In order to fit this, I likely need to re-express my model along the lines of that done in Section 13.2 of the manual. For example, I could compute the batting averages (y/K) in R prior to Stan or compute them in a transformed data block, and then I could assume that these averages are normally or beta-distributed with some sort of error. But this is all less satisfying to me than directly modeling error in the number of times at bat.

I guess you could talk about an error measurement model on K, but do you really believe that? It just seems unlikely that there are any actual measurement errors on the number of at bats.

Just to be clear, what you’re saying is right: if you want a discrete measurement error model on K, that means dealing with discrete parameters which means trouble in Stan-land (you gotta marginalize, or get lucky in some way such that the combinatorics don’t blow up on you).

But!
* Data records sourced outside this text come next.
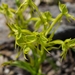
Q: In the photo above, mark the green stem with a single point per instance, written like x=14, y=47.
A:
x=58, y=18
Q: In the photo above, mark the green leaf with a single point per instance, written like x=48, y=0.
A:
x=26, y=50
x=63, y=8
x=47, y=15
x=22, y=64
x=56, y=42
x=37, y=24
x=70, y=16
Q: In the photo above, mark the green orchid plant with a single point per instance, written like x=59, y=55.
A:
x=35, y=41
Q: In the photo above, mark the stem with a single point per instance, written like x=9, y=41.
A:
x=58, y=18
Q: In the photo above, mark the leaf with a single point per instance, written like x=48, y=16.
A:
x=70, y=16
x=47, y=15
x=38, y=24
x=63, y=8
x=26, y=50
x=22, y=64
x=57, y=42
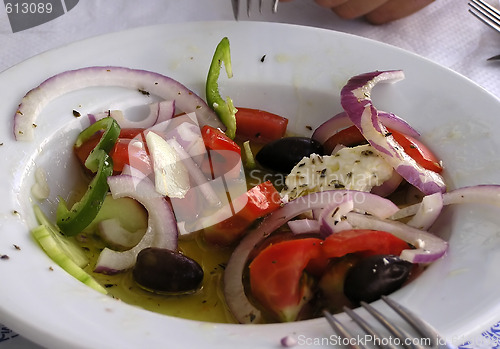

That doesn’t seem like the way to model this. We know absolutely how many times every player went to bat, and so I really think y ~ binomial(K, theta); is the way to go.

I’d probably make AB a real as well. No reason to make it discrete here I think. The number of actual at bats (K) is an integer, but no reason the parameters couldn’t be continuous. If you wanted a greater-than-zero prior on AB, then maybe a gamma or a half-normal or something might work?

That would be me quoting Andrew :-) The point is that there’s information in the number of times a player comes to bat that is being ignored in the simpler model. In this case, at bats is positively correlated with chance of success.

Yes, because we can’t marginalize out an infinite number of options. We can often do it by just looking at some possible outcomes because the rest don’t add any probability mass that doesn’t just underflow before floating point precision.

Not if you believe umpires’s calls define the truth. So whether someone gets a walk or not depends on the umpire.

The bigger point is that you want to use both the number of bats and the sucess rate in observed number of at bats to predict ability. Perhaps by making them a simple logistic regression with an intercept and slope for number of at bats.

log odds of hit for player n = 

The more subtle baseball point is that walks and some other situations don’t count as at-bats, but have an effect on the game. So Andrew’s other point is that we don’t want to model things like batting average in isolation. We want to take plate appearances, model all the outcomes (and their correlations, etc.) and then also use the number of plate appearances as a predictor. Just using hits in number of at bats is throwing a lot of useful data away.

This is related to Andrew’s bigger point of not wanting to model who wins a soccer match, but rather the points or point differential. It’s just more information, and when you quantify it down to win-loss, you lose information.